What date are you talking about here? The accounts should be signed off and presented to an agm, this is the date that goes on the balance sheet. This date could be after the ARD (made up to date) of the B1, ie; 

Accounts year end = 31/12/2010, 
ARD = 30/03/2011
Accounts signed off on 01/04/2011
B1 & accounts then lodged with CRO on 28/04/2011

I'm not an accountant but I cannot see anything wrong with this example


----------



## sean7 (4 Feb 2011)

Below is the statement and the date (highlighted in red) I'm refering to:


_The company is availing itself of the exemption provided for by Part III of the Companies (amendment no 2) Act 1999._
_The company satisfies the conditions specified in section 32 of the 1999 Act (as amended by section 53 Companies (auditing and accounting) Act 2003 and by section 9 Investment funds, Companies and Miscellaneous provisions Act 2006)._
_No notice under section 33(1) of the 1999 Act has in accordance with section 33(2) of the 1999 Act been served on the company. _
_We acknowledge the company’s obligations under the Companies Acts, 1963 to 2009, to keep proper books of accounts and prepare accounts which give a true and fair view of the state of affairs of the company at the end of its financial year and of its profit and loss for such year and to otherwise comply with the provisions of those acts relating to accounts so far as they are applicable to the company._
_We hereby certify that we have relied on the specific exemptions contained in Sections 10 and 12 of the Companies (amendment) Act 1986 on the grounds that the company is entitled to the benefit of those exemptions as a small company._

_Approved by board DD MM YYYY
_
_On behalf of the Directors_
_Signatures 1 & 2_


Does it have to be the same date as per company minutes or can it be any date after the financial year and before the submission of AR submission to the CRO?


----------



## RonanC (4 Feb 2011)

sean7 said:


> Below is the statement and the date (highlighted in red) I'm refering to:
> 
> Does it have to be the same date as per company minutes or can it be any date after the financial year and before the submission of AR submission to the CRO?



It is dated (of signature) when signed for presentation to the agm, thats all.


----------



## BarMcc (4 Feb 2011)

The minutes recording the decision to avail of incorporation should be signed and dated during the financial year.

The accounts should be signed and dated after the year end but before being submitted to CRO.


----------



## sean7 (4 Feb 2011)

Is there a maximum 15 month gap between the AGM dates?

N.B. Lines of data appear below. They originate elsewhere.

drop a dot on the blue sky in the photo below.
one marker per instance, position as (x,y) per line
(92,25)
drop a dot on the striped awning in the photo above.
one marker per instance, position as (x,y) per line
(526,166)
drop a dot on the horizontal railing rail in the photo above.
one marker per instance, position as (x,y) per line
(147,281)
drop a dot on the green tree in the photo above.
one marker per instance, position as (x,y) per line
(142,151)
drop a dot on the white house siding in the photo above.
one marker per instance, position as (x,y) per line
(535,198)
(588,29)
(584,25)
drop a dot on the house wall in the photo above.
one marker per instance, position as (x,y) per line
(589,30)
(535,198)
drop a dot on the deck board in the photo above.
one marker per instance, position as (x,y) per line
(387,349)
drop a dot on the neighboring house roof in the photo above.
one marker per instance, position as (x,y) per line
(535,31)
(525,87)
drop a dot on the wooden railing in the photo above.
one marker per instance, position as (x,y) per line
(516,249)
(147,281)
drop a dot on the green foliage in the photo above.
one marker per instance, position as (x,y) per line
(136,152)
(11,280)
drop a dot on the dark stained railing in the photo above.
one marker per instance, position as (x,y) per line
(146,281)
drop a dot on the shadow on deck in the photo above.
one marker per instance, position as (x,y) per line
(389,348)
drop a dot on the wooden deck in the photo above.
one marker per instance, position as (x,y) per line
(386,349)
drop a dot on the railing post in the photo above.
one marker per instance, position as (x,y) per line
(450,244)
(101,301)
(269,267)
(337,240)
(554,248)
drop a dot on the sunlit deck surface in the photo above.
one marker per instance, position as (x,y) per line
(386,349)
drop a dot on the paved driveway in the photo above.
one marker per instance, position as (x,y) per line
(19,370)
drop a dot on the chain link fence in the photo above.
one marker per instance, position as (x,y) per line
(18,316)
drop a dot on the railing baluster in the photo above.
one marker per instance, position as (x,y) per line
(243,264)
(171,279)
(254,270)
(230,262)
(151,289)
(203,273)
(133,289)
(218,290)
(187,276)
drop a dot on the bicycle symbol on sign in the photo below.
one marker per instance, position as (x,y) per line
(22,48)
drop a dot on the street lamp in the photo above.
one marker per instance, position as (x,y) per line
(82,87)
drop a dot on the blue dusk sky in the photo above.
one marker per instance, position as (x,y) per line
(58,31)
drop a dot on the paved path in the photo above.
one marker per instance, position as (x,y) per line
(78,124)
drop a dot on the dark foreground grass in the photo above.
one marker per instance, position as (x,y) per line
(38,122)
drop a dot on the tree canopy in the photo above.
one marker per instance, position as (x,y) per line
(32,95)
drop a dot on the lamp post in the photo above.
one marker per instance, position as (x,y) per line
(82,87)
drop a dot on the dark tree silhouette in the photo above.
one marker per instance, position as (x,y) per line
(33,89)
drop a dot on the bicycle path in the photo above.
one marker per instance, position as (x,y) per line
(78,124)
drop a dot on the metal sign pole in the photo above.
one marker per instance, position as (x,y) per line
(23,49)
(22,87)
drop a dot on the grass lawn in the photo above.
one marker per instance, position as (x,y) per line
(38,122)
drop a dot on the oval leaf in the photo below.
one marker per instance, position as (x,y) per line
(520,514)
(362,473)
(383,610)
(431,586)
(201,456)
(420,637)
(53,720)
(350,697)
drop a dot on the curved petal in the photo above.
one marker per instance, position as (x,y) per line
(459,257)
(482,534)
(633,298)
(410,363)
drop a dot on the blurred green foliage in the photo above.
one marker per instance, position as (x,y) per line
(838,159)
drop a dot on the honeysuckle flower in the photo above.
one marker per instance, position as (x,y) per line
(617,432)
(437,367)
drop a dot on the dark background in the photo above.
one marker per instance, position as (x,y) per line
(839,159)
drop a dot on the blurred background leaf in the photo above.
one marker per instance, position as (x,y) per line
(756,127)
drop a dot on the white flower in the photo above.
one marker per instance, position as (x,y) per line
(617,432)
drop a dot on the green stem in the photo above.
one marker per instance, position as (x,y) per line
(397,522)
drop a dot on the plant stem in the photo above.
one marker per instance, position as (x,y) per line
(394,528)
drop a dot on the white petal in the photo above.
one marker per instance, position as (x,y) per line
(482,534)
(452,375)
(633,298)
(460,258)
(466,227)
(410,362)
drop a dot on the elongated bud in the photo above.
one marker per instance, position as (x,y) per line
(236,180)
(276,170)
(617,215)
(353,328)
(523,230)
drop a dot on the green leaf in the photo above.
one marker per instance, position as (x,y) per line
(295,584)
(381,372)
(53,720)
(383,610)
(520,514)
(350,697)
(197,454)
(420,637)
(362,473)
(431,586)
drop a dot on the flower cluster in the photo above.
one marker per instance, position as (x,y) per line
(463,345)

If my 08/09 accounts were signed and dated 22/07/2009 so my 09/10 accounts can only be signed and dated between the end of that accounting period & 22/10/2010?

Is it ok that the accounts are signed by the directors which are no longer directors of the company thus the AR will be signed by different directors?


----------



## Paddy199 (4 Feb 2011)

Yes there is a max 15 month gap. And correct. So use 22 Oct 2010. 

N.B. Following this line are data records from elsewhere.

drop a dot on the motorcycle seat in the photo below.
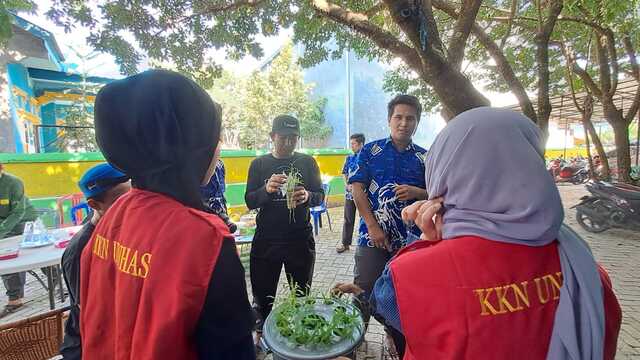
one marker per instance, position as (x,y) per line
(626,193)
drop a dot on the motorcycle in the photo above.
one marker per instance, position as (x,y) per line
(575,173)
(608,206)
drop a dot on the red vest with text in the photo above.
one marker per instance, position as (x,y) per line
(145,276)
(471,298)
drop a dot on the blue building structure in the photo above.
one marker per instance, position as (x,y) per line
(37,90)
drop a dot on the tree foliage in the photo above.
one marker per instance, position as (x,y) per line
(6,7)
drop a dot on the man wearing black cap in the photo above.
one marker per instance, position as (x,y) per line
(282,237)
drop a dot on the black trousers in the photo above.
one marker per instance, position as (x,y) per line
(349,221)
(298,256)
(14,283)
(369,265)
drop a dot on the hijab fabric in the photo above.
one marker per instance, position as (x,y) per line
(488,165)
(161,129)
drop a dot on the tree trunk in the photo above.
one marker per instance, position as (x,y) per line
(623,155)
(606,171)
(621,135)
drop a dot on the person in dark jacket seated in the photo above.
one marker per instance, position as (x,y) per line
(160,277)
(101,185)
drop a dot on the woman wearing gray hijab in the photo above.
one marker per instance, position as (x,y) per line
(501,277)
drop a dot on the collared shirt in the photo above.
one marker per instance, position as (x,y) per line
(213,192)
(350,164)
(381,167)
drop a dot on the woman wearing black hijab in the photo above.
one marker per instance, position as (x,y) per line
(161,278)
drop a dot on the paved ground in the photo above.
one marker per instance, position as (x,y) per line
(617,250)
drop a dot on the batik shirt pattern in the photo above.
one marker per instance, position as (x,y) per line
(381,167)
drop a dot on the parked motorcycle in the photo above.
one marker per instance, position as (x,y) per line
(575,172)
(609,205)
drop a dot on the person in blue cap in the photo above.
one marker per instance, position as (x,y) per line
(101,185)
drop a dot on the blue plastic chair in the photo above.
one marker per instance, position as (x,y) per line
(74,219)
(317,211)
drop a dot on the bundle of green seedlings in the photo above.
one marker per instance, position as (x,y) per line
(294,178)
(298,320)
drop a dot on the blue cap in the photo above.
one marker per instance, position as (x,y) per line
(99,179)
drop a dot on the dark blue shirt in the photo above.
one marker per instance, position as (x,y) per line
(350,164)
(381,167)
(213,193)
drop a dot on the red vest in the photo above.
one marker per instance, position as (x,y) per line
(472,298)
(145,275)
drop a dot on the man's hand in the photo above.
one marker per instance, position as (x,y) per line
(275,182)
(343,288)
(378,237)
(408,192)
(425,214)
(95,217)
(300,195)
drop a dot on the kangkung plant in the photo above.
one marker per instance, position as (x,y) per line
(301,321)
(294,179)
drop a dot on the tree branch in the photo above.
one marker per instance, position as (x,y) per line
(512,14)
(583,21)
(359,22)
(603,67)
(613,58)
(374,9)
(631,54)
(503,65)
(583,74)
(461,30)
(635,70)
(570,78)
(542,56)
(211,9)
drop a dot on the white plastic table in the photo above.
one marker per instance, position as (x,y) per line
(34,258)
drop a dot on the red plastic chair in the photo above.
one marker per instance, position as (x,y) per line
(75,199)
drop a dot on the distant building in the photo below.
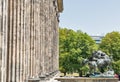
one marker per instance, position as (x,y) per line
(97,39)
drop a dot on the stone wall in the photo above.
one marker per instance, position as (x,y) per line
(29,39)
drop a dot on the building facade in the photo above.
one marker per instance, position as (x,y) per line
(28,39)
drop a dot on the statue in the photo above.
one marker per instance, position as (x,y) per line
(99,60)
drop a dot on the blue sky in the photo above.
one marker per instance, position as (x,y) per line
(95,17)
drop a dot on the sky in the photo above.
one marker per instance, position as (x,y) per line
(95,17)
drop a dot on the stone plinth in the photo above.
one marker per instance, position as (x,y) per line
(81,79)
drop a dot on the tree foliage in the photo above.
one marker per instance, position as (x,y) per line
(74,46)
(111,45)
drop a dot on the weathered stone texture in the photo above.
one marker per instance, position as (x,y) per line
(28,39)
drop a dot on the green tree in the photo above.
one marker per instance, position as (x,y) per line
(111,45)
(74,46)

No sign it with current directors. If resigned directors sign accounts, they need their heads examined. Remember the directors signing the accounts are doing so on behalf of the board of which they are a member. How can a resigned director do this? They probably weren't even at the AGM to approve the accounts.


----------



## sean7 (4 Feb 2011)

How can current directors sign the accounts under the date which they weren't directors at that time? eg. accounts are signed by Directors on 22/10/2010 and the Directors later resigned (eg 12/2010) so the AR (B1) will be signed by the new Directors who were appointed December 2010 but the accounts submitted together with B1 are signed by the old DIrector's?


----------



## T McGibney (4 Feb 2011)

Backdating signatures, in any situation, is a recipe for confusion and problems. It is best avoided altogether.


----------



## sean7 (4 Feb 2011)

Can the new Directors (appointed 12/2010) sign the accounts which will be submitted to the CRO and are dated (approved by board) 22/10/2010?

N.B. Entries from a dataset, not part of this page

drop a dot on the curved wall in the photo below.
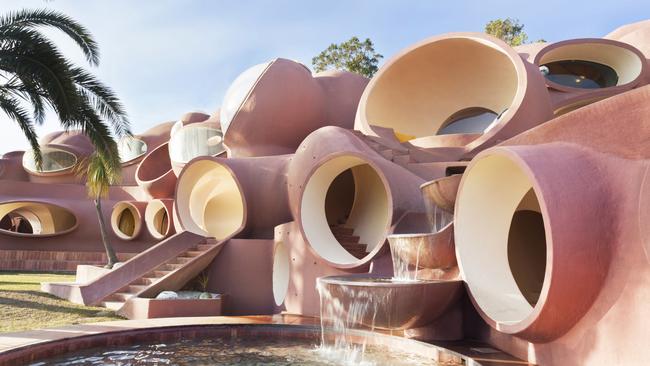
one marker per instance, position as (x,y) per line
(628,62)
(527,237)
(272,107)
(420,91)
(225,196)
(368,208)
(42,219)
(154,174)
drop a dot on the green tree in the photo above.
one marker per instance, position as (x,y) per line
(100,174)
(36,77)
(509,30)
(352,55)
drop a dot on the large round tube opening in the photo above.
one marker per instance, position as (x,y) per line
(281,269)
(345,210)
(209,200)
(452,85)
(35,219)
(126,221)
(501,238)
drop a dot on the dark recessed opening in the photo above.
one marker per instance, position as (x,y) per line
(16,223)
(161,222)
(452,170)
(527,250)
(340,198)
(126,222)
(468,120)
(580,74)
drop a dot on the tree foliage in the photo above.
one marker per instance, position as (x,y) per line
(100,175)
(351,55)
(35,76)
(509,30)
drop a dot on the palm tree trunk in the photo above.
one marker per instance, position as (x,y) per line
(110,253)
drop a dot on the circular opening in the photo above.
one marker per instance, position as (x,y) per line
(209,200)
(157,219)
(33,218)
(192,141)
(126,221)
(54,160)
(425,88)
(345,210)
(17,223)
(281,268)
(500,238)
(590,65)
(131,148)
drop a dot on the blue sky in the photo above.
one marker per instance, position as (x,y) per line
(165,57)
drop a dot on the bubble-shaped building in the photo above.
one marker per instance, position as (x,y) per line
(509,186)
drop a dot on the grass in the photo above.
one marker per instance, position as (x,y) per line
(23,306)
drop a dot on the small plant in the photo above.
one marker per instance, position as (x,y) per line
(202,280)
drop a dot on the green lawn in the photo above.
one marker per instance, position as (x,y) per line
(23,306)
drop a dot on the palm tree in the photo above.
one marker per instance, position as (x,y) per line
(35,73)
(100,175)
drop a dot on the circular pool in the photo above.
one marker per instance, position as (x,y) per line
(228,345)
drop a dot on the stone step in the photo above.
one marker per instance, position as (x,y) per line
(341,230)
(346,238)
(112,305)
(181,260)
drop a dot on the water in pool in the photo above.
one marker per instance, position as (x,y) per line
(218,351)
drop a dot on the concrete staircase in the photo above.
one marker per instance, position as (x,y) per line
(427,164)
(345,236)
(168,265)
(165,276)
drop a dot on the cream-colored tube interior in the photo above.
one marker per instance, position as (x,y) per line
(418,93)
(126,221)
(368,216)
(209,200)
(281,268)
(500,238)
(158,219)
(626,63)
(35,218)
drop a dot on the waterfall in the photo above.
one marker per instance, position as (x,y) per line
(342,313)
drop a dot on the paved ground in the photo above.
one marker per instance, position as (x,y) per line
(23,306)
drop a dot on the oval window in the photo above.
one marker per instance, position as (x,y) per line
(468,120)
(580,74)
(131,148)
(35,218)
(54,160)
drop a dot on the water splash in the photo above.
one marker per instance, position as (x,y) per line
(438,218)
(340,314)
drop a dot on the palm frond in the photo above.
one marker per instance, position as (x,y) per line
(104,100)
(13,109)
(27,18)
(99,175)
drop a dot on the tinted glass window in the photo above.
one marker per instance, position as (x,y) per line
(54,160)
(190,142)
(580,74)
(468,120)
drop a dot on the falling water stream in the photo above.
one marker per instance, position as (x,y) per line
(356,308)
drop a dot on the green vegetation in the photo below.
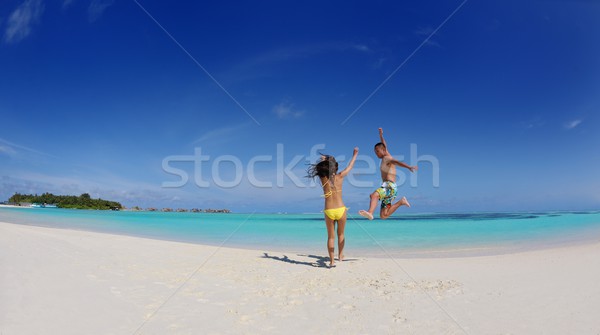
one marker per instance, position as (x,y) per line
(83,201)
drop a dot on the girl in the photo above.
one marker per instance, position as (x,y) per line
(335,211)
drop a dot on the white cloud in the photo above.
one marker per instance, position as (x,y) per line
(21,21)
(286,110)
(14,149)
(573,124)
(5,149)
(97,8)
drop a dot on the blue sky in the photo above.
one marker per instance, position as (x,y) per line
(222,105)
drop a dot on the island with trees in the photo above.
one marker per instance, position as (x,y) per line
(83,201)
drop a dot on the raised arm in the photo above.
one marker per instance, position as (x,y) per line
(404,165)
(350,164)
(381,137)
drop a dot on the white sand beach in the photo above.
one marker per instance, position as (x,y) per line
(73,282)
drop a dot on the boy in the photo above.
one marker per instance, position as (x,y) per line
(388,190)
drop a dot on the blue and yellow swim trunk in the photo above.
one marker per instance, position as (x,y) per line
(387,193)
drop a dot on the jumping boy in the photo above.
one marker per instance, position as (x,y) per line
(388,190)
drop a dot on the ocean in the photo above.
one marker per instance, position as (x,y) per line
(403,235)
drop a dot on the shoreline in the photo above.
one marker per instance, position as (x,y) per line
(73,282)
(580,237)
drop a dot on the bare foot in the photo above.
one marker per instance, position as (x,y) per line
(368,215)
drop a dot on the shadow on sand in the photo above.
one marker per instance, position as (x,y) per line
(320,262)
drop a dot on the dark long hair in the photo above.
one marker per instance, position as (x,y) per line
(327,166)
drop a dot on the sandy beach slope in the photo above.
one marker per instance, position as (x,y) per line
(72,282)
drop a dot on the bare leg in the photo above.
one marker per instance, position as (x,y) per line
(387,211)
(341,237)
(330,238)
(374,200)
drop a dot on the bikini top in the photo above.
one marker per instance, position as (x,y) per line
(330,192)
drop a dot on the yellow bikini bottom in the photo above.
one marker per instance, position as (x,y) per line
(335,213)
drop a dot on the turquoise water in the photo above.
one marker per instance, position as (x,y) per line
(403,235)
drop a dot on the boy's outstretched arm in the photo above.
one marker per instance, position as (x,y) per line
(350,164)
(381,137)
(404,165)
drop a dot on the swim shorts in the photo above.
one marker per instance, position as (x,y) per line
(387,192)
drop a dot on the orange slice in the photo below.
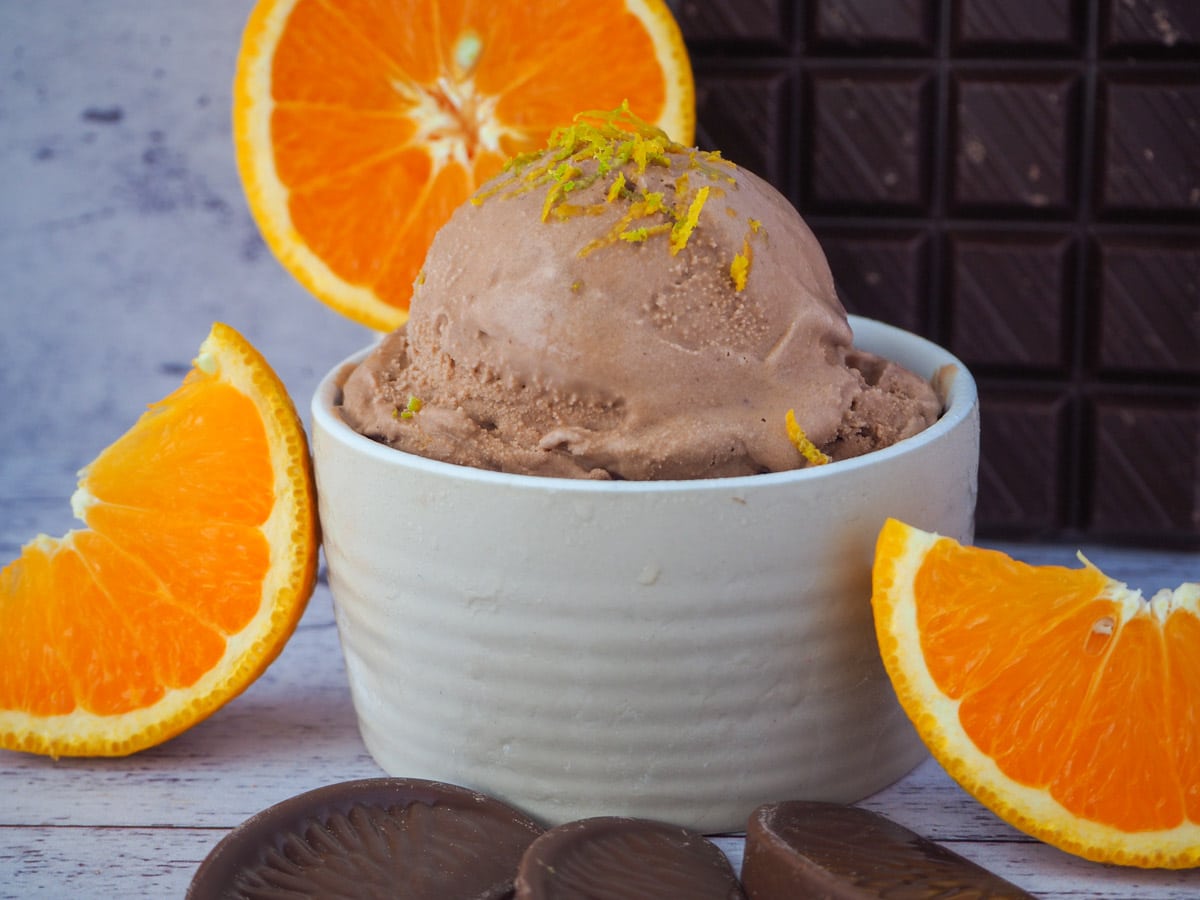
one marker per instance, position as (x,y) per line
(1062,700)
(198,559)
(360,125)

The thing is that the accounts are not signed and since there is a max 15 month gap between the previous years accounts they need to be dated latest 22/10/2010 but the current directors have been appointed only in 12/2010


----------



## T McGibney (4 Feb 2011)

Sorry this doesn't make sense. If they weren't directors on 22/10/10, how can they pretend otherwise?


----------



## sean7 (4 Feb 2011)

Thanks, really appreciate all the help.

Lastly, what are the implications if accounts were approved after 15 months from previous approval?


----------



## sean7 (4 Feb 2011)

Thanks Rob1, are you saying that I could get the current directors to sign the B1 and sign the approval of 09/10 accounts even today (04/02/2011) when AR date is 28/01/11 and submit it to CRO and there shouldn't be any issues with the CRO that the accounts were approved 19 months after the previous approval?


----------